AFASIA SIMBÓLICA
Erase una vez una ciudad llamada Ojeda en donde las cosas simbolizaban
otras. Nada era en sí mismo nada particular, porque todo podía ser otro todo.
Un huevo podía significar desayuno, o simbolizar la Rusia de Fabergé, o una
reina calva o Cristóbal Colón; el número 1 significaba el primero, el único, o
la soledad, o el lunes o el yo. Nada era en sí mismo, todo se desbordaba y
trascendía de si, efervescente, incontenible, dispuesto a ser lo que
necesitáramos que fuera. Hasta que, para la ciudad, el mundo se detuvo. Y la
ciudad enfermó de melancolía, y la melancolía la llevó a la muerte, y los
cuerpos se contrajeron, y el huevo fue de la gallina, y el uno fue un número, y
al morir los signos y símbolos murió el arte y con él la magia, y la vida
perdió todo color quedando reducida a escala de grises, y cada cosa fue la cosa
misma, sólo eso y nada más.
Los primeros síntomas de la enfermedad que terminaría necrosando a la
ciudad comenzaron con la afasia simbólica.
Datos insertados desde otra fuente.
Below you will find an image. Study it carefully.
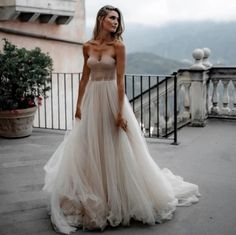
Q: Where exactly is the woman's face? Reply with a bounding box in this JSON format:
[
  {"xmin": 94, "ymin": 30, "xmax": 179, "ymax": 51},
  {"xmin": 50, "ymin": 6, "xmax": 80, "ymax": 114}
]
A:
[{"xmin": 102, "ymin": 11, "xmax": 119, "ymax": 33}]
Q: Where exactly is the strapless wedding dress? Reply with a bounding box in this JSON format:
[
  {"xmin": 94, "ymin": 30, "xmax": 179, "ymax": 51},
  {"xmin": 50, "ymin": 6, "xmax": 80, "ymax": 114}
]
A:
[{"xmin": 43, "ymin": 55, "xmax": 199, "ymax": 234}]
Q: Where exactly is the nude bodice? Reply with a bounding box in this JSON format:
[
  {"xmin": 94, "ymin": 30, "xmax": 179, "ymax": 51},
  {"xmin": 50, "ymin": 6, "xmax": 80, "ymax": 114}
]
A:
[{"xmin": 87, "ymin": 55, "xmax": 116, "ymax": 81}]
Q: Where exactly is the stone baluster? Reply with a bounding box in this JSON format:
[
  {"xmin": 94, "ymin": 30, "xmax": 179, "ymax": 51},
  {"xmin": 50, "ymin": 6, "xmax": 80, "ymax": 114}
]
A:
[
  {"xmin": 190, "ymin": 48, "xmax": 205, "ymax": 70},
  {"xmin": 231, "ymin": 80, "xmax": 236, "ymax": 116},
  {"xmin": 221, "ymin": 79, "xmax": 230, "ymax": 114},
  {"xmin": 189, "ymin": 49, "xmax": 209, "ymax": 127},
  {"xmin": 231, "ymin": 80, "xmax": 236, "ymax": 116},
  {"xmin": 211, "ymin": 79, "xmax": 219, "ymax": 114},
  {"xmin": 202, "ymin": 47, "xmax": 212, "ymax": 68}
]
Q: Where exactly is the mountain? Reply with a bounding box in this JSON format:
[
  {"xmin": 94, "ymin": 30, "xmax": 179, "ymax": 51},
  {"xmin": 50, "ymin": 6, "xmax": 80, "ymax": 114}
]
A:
[
  {"xmin": 126, "ymin": 52, "xmax": 190, "ymax": 74},
  {"xmin": 124, "ymin": 21, "xmax": 236, "ymax": 65},
  {"xmin": 87, "ymin": 21, "xmax": 236, "ymax": 74}
]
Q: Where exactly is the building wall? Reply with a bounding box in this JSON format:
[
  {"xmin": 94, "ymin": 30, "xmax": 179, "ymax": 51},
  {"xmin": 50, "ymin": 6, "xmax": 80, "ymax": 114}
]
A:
[{"xmin": 0, "ymin": 0, "xmax": 85, "ymax": 73}]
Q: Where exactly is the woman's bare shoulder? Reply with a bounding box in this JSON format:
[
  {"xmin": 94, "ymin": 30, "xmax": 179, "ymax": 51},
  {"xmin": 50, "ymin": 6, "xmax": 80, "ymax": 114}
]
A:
[
  {"xmin": 113, "ymin": 39, "xmax": 125, "ymax": 49},
  {"xmin": 86, "ymin": 39, "xmax": 98, "ymax": 45}
]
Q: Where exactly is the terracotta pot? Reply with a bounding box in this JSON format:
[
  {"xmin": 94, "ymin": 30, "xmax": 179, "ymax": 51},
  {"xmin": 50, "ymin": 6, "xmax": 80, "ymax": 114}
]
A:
[{"xmin": 0, "ymin": 107, "xmax": 37, "ymax": 138}]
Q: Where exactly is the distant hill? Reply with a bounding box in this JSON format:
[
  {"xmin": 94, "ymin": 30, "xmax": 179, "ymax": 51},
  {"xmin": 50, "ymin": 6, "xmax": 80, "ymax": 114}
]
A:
[
  {"xmin": 86, "ymin": 21, "xmax": 236, "ymax": 74},
  {"xmin": 126, "ymin": 52, "xmax": 190, "ymax": 74}
]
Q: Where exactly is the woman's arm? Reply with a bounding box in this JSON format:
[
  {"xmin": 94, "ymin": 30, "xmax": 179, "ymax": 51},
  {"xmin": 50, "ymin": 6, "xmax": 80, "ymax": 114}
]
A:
[
  {"xmin": 115, "ymin": 42, "xmax": 127, "ymax": 131},
  {"xmin": 75, "ymin": 43, "xmax": 90, "ymax": 119}
]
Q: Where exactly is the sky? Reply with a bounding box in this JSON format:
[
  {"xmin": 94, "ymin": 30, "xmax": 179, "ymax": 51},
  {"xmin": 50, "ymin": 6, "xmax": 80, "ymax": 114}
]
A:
[{"xmin": 85, "ymin": 0, "xmax": 236, "ymax": 27}]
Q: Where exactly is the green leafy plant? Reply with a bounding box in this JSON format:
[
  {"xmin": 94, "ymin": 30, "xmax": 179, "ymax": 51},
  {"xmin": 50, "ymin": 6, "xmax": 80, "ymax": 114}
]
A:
[{"xmin": 0, "ymin": 39, "xmax": 53, "ymax": 110}]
En una hemorragia se fue perdiendo el sentido, los elementos se vaciaron de
su plasma simbólico, de su alma de signo y dejaron de significar otras cosas.
La historia clínica cuenta que en ese momento se perdió el encanto simbólico de
cuando el día lunes significaba esperanza de alcanzar una meta, el martes hacía
honor al dios de la guerra y era el día de la lucha por alcanzar la victoria,
el miércoles representaba la mitad del camino, el jueves era la antesala de la
celebración del guerrero victorioso, el viernes representaba la celebración del
justo (independientemente de cómo hubiera sido la semana), el sábado era la
guinda del helado y el domingo simbolizaba el armisticio y la reflexión. La
enfermedad hizo que cada día de la semana significara lo mismo y la gente dejó
de recordar el calendario. Desde ese día la agenda sólo tendría una anotación
repetida todos y cada uno de sus días: «lo mismo».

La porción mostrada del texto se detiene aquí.